In tale contesto si fanno sempre più evidenti i motivi per cui le sorti del processo di riforma democratica nella regione sono ancora incerte; appare inoltre comprensibile la difficoltà lamentata dagli esperti nel fornire una valutazione degli sviluppi socio-politici che caratterizzano il processo di transizione, definito di volta in volta eccessivamente lungo, ambiguo, incompleto o addirittura fallito.
L’Europa è diventata un attore politico più forte nei 20 anni che hanno seguito la caduta del Muro di Berlino?

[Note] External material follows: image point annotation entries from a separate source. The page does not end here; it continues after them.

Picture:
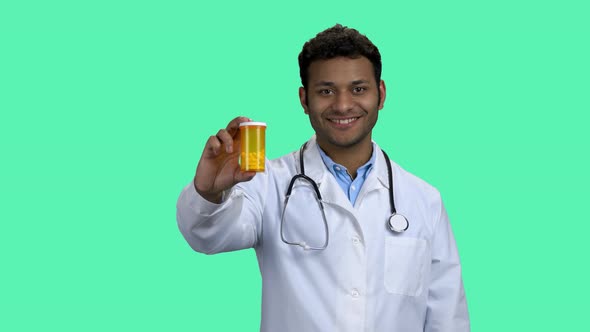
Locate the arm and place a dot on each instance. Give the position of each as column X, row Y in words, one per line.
column 209, row 221
column 447, row 306
column 212, row 228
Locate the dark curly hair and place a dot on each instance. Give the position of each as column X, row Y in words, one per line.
column 338, row 41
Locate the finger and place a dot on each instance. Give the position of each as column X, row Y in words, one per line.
column 234, row 125
column 240, row 176
column 226, row 139
column 213, row 145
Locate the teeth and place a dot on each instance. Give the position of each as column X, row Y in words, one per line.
column 343, row 121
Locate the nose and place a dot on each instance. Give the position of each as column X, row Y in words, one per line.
column 343, row 102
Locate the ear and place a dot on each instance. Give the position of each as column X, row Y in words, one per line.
column 303, row 99
column 381, row 94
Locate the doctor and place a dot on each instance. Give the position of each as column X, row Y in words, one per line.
column 348, row 268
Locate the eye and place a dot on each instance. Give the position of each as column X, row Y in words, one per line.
column 358, row 89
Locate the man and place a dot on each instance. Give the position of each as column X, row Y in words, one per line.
column 346, row 267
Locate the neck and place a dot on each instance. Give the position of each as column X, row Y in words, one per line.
column 351, row 157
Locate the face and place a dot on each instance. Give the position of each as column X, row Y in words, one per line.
column 342, row 101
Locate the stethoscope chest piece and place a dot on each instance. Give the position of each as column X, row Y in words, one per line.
column 398, row 223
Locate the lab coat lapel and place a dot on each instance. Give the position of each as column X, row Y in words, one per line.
column 378, row 178
column 316, row 169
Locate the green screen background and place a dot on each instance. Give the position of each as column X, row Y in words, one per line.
column 106, row 105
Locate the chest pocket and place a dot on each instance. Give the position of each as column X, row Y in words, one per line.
column 405, row 265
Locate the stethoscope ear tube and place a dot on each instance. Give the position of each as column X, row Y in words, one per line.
column 397, row 223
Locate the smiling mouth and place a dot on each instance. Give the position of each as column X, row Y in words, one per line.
column 344, row 121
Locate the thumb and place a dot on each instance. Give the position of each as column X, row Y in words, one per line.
column 244, row 176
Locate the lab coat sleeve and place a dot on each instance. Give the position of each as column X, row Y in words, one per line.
column 212, row 228
column 447, row 306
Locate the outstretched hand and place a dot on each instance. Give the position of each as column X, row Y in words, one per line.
column 219, row 167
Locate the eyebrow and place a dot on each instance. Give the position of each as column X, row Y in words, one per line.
column 328, row 83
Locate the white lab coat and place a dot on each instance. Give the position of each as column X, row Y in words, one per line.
column 368, row 278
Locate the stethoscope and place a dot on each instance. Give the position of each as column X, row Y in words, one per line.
column 397, row 223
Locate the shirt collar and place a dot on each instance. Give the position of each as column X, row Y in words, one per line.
column 333, row 167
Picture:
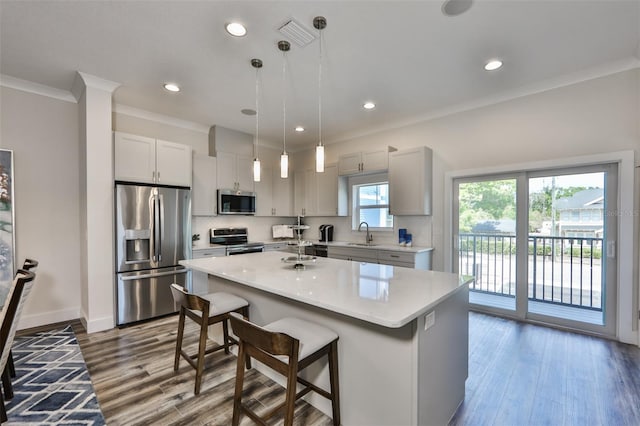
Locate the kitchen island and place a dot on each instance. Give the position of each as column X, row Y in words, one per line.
column 403, row 348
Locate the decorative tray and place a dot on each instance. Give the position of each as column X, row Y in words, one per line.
column 300, row 243
column 298, row 259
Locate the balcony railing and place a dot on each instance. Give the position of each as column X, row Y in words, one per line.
column 561, row 270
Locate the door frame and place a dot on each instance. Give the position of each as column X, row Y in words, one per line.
column 628, row 297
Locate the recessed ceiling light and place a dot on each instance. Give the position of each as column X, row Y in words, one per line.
column 493, row 65
column 172, row 87
column 455, row 7
column 236, row 29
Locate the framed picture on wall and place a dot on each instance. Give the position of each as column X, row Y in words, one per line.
column 7, row 216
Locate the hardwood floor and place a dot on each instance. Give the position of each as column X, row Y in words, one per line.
column 519, row 374
column 132, row 373
column 523, row 374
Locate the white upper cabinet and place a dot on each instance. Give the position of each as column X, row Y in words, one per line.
column 274, row 194
column 235, row 171
column 204, row 196
column 363, row 162
column 173, row 163
column 410, row 181
column 134, row 158
column 282, row 194
column 264, row 193
column 327, row 191
column 148, row 160
column 306, row 193
column 319, row 194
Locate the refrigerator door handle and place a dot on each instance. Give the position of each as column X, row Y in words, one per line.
column 156, row 228
column 153, row 275
column 152, row 222
column 161, row 226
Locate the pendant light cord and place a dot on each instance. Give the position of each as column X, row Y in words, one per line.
column 320, row 94
column 284, row 103
column 255, row 145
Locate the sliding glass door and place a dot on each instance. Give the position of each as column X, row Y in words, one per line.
column 538, row 244
column 487, row 238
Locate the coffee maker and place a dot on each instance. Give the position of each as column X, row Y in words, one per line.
column 326, row 233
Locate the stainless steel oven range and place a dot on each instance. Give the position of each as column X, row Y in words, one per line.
column 236, row 240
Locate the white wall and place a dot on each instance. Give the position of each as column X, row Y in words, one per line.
column 44, row 136
column 596, row 116
column 591, row 117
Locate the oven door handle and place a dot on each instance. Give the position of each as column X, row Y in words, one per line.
column 244, row 250
column 153, row 275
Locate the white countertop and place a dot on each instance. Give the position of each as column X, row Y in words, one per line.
column 392, row 247
column 380, row 294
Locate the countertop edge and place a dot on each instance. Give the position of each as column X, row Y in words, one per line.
column 372, row 320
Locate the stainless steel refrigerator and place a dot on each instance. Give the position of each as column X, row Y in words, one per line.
column 153, row 233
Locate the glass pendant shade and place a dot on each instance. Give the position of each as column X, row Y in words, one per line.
column 284, row 165
column 319, row 158
column 256, row 170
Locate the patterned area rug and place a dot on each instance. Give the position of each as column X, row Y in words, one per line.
column 52, row 386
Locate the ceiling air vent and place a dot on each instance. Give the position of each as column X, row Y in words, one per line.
column 295, row 32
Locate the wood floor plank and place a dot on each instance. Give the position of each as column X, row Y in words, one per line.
column 519, row 374
column 557, row 377
column 132, row 372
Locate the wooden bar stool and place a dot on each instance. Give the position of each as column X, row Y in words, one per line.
column 288, row 346
column 205, row 310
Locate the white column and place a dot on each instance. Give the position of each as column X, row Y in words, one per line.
column 96, row 202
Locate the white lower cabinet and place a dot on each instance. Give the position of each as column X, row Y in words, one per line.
column 200, row 280
column 278, row 246
column 355, row 254
column 416, row 260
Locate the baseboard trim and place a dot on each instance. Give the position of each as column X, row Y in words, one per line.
column 46, row 318
column 97, row 324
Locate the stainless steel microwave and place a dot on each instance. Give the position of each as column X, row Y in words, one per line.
column 236, row 202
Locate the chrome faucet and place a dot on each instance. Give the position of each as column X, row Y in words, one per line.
column 368, row 237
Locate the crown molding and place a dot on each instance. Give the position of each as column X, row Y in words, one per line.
column 540, row 87
column 36, row 88
column 83, row 80
column 160, row 118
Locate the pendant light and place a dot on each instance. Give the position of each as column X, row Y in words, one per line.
column 284, row 46
column 319, row 22
column 257, row 64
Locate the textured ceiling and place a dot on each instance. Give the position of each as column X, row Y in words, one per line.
column 408, row 57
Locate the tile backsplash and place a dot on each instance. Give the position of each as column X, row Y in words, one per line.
column 259, row 228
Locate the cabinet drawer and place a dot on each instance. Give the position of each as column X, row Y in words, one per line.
column 276, row 247
column 396, row 258
column 214, row 252
column 359, row 254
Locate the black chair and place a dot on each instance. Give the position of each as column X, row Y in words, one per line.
column 28, row 265
column 18, row 292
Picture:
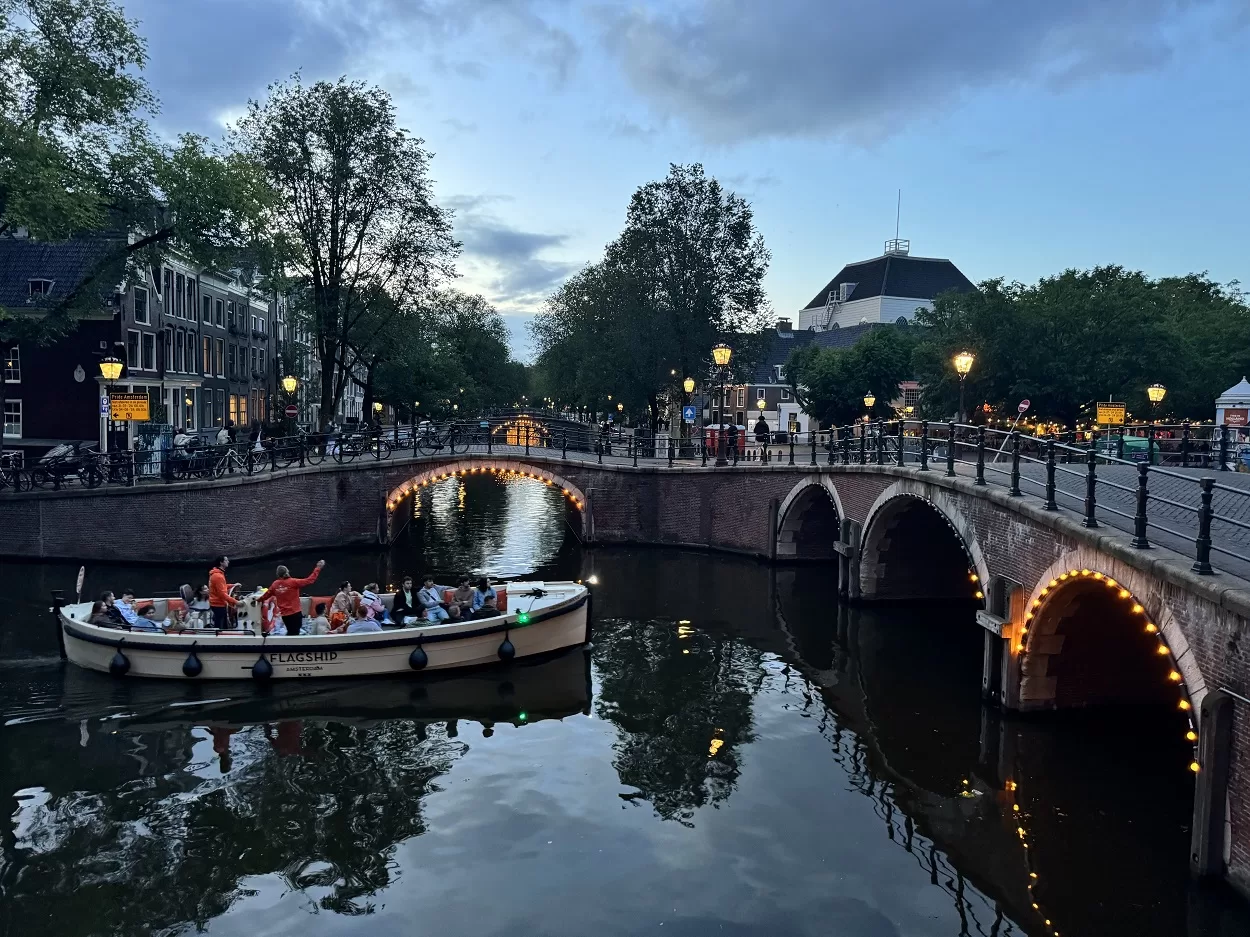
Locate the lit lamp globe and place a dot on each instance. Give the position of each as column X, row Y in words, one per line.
column 110, row 369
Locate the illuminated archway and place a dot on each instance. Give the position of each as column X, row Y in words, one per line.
column 918, row 546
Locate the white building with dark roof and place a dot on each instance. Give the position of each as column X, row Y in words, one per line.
column 885, row 289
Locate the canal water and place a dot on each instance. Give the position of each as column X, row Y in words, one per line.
column 736, row 755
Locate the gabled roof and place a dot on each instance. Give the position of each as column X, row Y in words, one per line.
column 896, row 275
column 66, row 264
column 780, row 346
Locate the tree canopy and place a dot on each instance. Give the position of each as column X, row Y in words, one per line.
column 685, row 272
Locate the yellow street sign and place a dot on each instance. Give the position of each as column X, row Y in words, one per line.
column 129, row 406
column 1110, row 414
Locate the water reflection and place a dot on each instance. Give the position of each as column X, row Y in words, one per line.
column 741, row 757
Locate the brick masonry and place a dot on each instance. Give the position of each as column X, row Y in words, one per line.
column 1201, row 620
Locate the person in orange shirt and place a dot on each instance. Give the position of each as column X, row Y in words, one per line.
column 285, row 592
column 220, row 601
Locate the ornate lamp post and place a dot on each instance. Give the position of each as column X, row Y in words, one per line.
column 721, row 355
column 963, row 362
column 110, row 370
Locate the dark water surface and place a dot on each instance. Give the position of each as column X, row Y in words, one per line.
column 736, row 755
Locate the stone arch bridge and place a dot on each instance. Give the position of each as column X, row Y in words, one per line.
column 1073, row 616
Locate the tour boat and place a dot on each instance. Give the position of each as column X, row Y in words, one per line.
column 546, row 617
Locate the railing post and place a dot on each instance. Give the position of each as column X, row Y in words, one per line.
column 1139, row 520
column 1015, row 464
column 980, row 455
column 1050, row 475
column 1203, row 544
column 1090, row 489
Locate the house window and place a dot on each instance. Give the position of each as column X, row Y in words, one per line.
column 141, row 315
column 13, row 419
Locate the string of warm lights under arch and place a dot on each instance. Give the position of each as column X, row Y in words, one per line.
column 501, row 469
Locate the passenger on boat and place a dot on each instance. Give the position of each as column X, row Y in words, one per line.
column 146, row 620
column 463, row 597
column 363, row 625
column 285, row 591
column 431, row 601
column 481, row 594
column 405, row 607
column 319, row 625
column 220, row 601
column 125, row 606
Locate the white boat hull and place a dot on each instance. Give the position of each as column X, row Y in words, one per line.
column 555, row 622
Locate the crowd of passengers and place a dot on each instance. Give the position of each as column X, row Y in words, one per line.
column 213, row 606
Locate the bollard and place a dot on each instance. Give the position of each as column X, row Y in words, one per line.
column 1203, row 542
column 1139, row 520
column 1015, row 464
column 980, row 455
column 1090, row 489
column 1050, row 475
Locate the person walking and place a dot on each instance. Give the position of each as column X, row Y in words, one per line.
column 285, row 591
column 220, row 601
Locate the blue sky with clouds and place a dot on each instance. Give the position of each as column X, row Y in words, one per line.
column 1026, row 136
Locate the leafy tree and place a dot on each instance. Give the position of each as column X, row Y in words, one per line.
column 1083, row 336
column 830, row 382
column 685, row 272
column 354, row 213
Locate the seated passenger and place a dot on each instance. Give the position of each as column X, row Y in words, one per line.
column 363, row 625
column 481, row 594
column 405, row 605
column 431, row 601
column 146, row 620
column 318, row 625
column 463, row 596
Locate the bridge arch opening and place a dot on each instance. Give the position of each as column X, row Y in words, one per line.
column 809, row 524
column 913, row 551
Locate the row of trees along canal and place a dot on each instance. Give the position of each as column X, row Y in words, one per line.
column 315, row 193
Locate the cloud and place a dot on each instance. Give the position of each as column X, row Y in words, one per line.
column 859, row 71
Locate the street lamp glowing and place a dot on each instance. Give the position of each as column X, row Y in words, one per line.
column 110, row 369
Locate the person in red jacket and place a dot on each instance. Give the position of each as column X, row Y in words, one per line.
column 220, row 601
column 285, row 592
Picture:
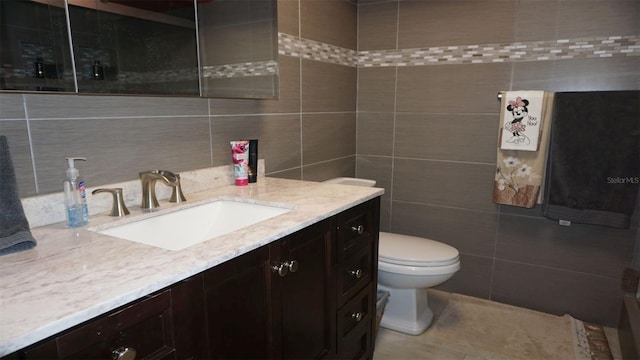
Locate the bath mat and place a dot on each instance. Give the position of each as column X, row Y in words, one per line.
column 499, row 331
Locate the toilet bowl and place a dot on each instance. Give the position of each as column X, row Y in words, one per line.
column 407, row 267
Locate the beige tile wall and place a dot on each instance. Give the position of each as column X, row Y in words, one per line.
column 122, row 135
column 427, row 132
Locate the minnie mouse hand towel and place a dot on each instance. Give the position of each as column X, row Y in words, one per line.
column 521, row 120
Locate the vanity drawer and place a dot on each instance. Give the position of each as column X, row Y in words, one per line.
column 355, row 272
column 357, row 228
column 355, row 326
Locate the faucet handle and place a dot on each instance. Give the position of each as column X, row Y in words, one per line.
column 176, row 191
column 118, row 207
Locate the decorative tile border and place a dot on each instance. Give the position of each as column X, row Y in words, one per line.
column 308, row 49
column 259, row 68
column 582, row 48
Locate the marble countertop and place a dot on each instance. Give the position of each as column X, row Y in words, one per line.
column 74, row 275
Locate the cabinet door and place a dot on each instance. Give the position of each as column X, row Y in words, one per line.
column 238, row 307
column 145, row 326
column 304, row 293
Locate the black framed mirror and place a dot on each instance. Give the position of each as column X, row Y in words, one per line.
column 208, row 48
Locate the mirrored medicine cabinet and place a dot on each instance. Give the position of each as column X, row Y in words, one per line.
column 208, row 48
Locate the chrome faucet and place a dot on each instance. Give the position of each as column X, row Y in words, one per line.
column 149, row 178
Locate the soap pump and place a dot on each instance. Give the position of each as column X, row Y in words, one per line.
column 74, row 196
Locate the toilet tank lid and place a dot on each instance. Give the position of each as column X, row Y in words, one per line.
column 352, row 181
column 412, row 250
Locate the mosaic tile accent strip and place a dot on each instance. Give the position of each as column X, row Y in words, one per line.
column 259, row 68
column 313, row 50
column 582, row 48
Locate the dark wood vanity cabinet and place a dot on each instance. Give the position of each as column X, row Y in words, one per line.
column 357, row 231
column 309, row 295
column 273, row 302
column 145, row 329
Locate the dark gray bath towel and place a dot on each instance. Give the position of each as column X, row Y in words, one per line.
column 594, row 158
column 15, row 234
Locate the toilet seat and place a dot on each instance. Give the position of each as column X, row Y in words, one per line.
column 411, row 251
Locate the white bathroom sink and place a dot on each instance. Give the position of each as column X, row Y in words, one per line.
column 183, row 228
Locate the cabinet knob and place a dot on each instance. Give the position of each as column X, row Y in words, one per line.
column 285, row 267
column 292, row 265
column 357, row 316
column 123, row 353
column 282, row 269
column 357, row 273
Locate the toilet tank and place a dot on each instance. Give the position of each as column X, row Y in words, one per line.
column 352, row 181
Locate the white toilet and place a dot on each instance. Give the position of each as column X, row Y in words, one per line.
column 407, row 267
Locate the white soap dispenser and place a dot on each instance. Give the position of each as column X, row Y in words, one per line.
column 74, row 196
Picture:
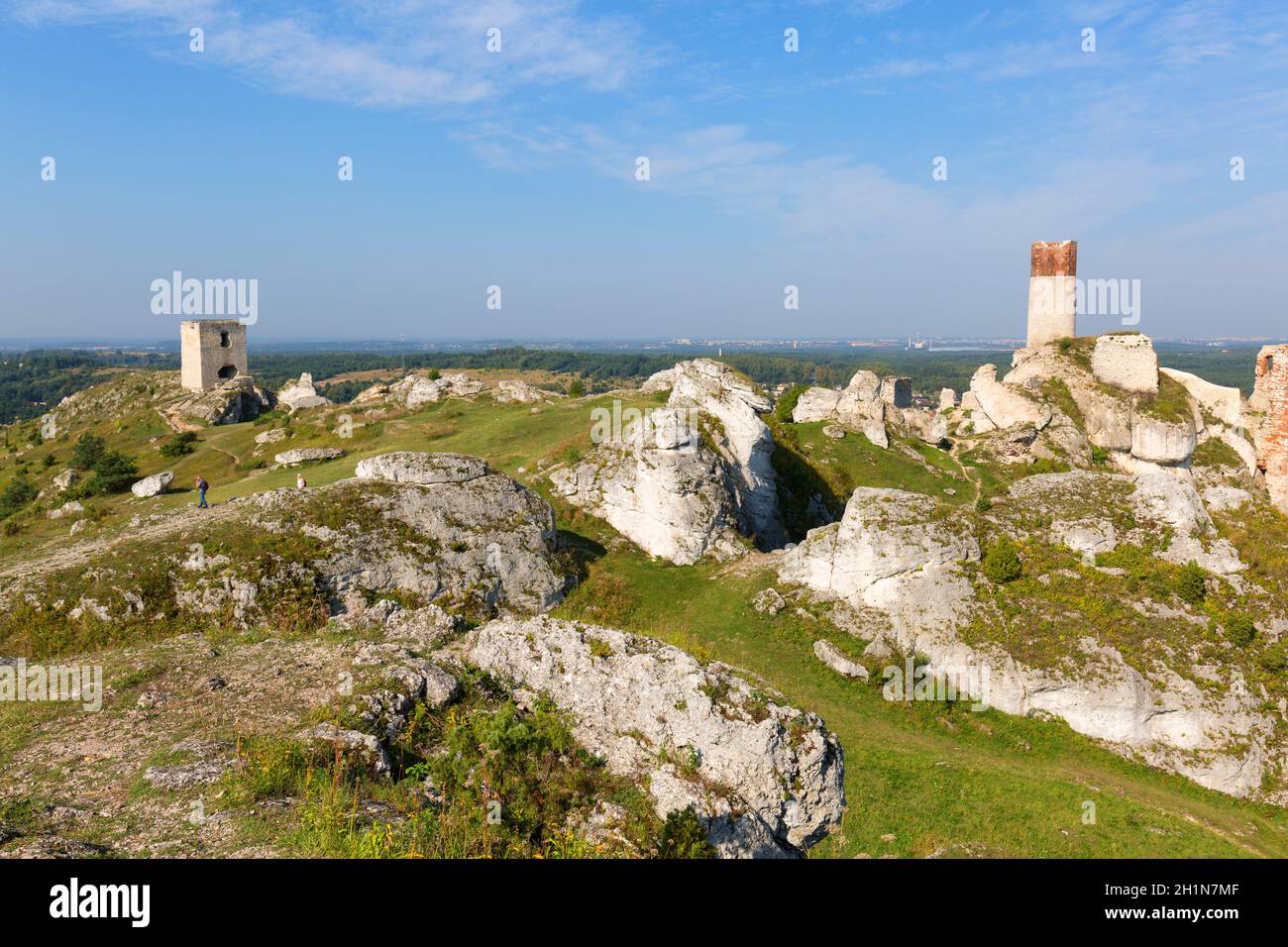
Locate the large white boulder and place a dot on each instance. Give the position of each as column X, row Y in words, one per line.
column 884, row 536
column 739, row 436
column 154, row 484
column 656, row 714
column 661, row 487
column 815, row 405
column 301, row 394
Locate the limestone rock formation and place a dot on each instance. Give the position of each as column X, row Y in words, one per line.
column 417, row 390
column 515, row 390
column 893, row 554
column 739, row 436
column 765, row 779
column 815, row 405
column 884, row 536
column 301, row 394
column 153, row 486
column 408, row 467
column 661, row 487
column 658, row 381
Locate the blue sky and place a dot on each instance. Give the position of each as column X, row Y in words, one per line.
column 518, row 167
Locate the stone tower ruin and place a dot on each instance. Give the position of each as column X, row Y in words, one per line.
column 1052, row 291
column 213, row 351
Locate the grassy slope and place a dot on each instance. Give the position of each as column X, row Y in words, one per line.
column 928, row 776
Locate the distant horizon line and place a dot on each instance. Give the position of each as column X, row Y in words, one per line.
column 14, row 343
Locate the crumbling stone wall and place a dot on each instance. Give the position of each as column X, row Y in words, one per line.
column 1126, row 361
column 213, row 352
column 1270, row 394
column 1052, row 290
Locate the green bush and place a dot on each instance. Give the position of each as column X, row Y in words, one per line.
column 88, row 451
column 1274, row 659
column 1239, row 629
column 1003, row 562
column 114, row 474
column 18, row 493
column 1192, row 583
column 184, row 442
column 683, row 836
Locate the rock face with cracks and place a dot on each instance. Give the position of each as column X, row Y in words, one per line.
column 739, row 436
column 661, row 487
column 764, row 779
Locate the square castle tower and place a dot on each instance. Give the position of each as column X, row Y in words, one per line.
column 213, row 352
column 1052, row 291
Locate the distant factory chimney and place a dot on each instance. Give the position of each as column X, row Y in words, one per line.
column 1052, row 290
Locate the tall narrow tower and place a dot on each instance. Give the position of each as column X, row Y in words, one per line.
column 1052, row 290
column 211, row 352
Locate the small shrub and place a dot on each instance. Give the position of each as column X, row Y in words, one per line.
column 1003, row 562
column 1190, row 583
column 114, row 474
column 18, row 493
column 184, row 442
column 787, row 403
column 683, row 836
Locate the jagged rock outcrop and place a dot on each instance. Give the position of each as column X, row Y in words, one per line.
column 661, row 487
column 301, row 394
column 658, row 381
column 884, row 538
column 893, row 554
column 410, row 467
column 417, row 390
column 739, row 436
column 866, row 405
column 765, row 779
column 815, row 405
column 519, row 392
column 153, row 486
column 304, row 455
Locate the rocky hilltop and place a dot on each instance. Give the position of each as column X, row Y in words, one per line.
column 1081, row 540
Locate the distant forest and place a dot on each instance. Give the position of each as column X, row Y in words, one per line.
column 34, row 382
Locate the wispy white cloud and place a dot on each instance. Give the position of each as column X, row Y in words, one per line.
column 415, row 53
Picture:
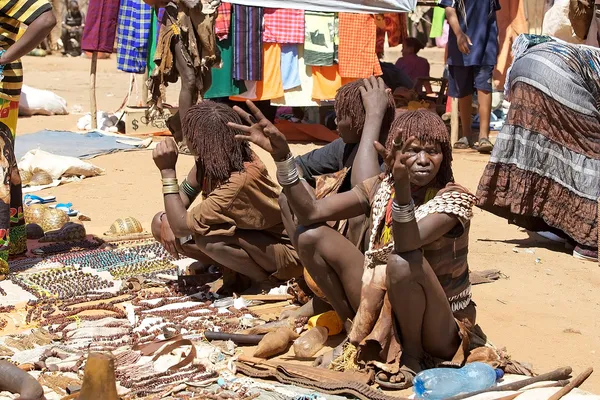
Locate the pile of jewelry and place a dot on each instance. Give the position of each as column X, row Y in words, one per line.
column 61, row 282
column 147, row 269
column 67, row 247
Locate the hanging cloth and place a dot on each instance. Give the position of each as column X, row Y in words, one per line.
column 223, row 85
column 152, row 40
column 437, row 22
column 319, row 41
column 247, row 45
column 396, row 28
column 357, row 52
column 223, row 21
column 133, row 33
column 100, row 26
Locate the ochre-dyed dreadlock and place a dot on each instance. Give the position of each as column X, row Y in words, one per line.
column 427, row 127
column 213, row 142
column 348, row 104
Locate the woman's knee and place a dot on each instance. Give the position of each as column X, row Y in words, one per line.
column 155, row 226
column 405, row 267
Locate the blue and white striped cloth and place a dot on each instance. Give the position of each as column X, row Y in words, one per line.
column 133, row 33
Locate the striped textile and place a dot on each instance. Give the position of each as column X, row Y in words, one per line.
column 12, row 14
column 133, row 33
column 357, row 57
column 223, row 21
column 100, row 26
column 247, row 45
column 283, row 26
column 544, row 172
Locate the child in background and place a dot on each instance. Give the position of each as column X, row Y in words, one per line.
column 410, row 63
column 472, row 55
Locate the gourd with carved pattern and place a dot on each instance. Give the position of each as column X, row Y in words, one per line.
column 34, row 231
column 71, row 231
column 34, row 213
column 53, row 219
column 125, row 226
column 40, row 178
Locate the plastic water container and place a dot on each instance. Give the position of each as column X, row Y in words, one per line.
column 441, row 383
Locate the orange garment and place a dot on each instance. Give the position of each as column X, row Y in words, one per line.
column 511, row 23
column 327, row 81
column 356, row 52
column 271, row 86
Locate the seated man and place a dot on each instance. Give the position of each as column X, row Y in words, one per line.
column 238, row 223
column 365, row 110
column 72, row 28
column 414, row 274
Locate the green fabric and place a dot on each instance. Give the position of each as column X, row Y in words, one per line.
column 437, row 22
column 223, row 85
column 152, row 41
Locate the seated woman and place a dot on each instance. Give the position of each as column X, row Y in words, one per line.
column 411, row 64
column 416, row 261
column 238, row 223
column 365, row 111
column 544, row 172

L’Europa è uscita decisamente rafforzata da questi due decenni. L’Unione Europea ha visto aumentare sia il numero degli stati membri che la propria influenza nell’area europea; inoltre, ha iniziato a plasmare una politica estera e di sicurezza comune, un enorme passo avanti rispetto al sostanziale fallimento registrato negli anni ’90 durante il conflitto dei Balcani. Tuttavia, questi progressi poggiano ancora su basi fragili, così come i processi di trasformazione avvenuti nell’Europa sud-orientale. Ci sono ancora conflitti irrisolti legati allo status di regioni come il Kosovo e la Bosnia, che minacciano di innescare nuovamente dinamiche di regresso sociale ed etnicizzazione, mettendo a repentaglio i progressi avvenuti nel processo di trasformazione. L’Europa non ha ancora affrontato tali tematiche in modo sufficientemente deciso. In Kosovo la UE continua ad agire in maniera esitante, invece di rimanere unita e ferma sulle proprie posizioni. In Bosnia, invece di aiutare il paese a raggiungere la stabilità politica e di incoraggiare iniziative che garantiscano l’efficace funzionamento dell’apparato statale, la mancanza di volontà, l’ignoranza e la cocciutaggine burocratica della UE rischiano di far degenerare la situazione politica, scatenando nuovi violenti conflitti etnici che trascinerebbero nuovamente l’intera regione nella violenza. L’Europa deve dimostrare di sapere approcciarsi all’area balcanica con impegno e serietà se vuole continuare ad accrescere la propria forza ed autorevolezza.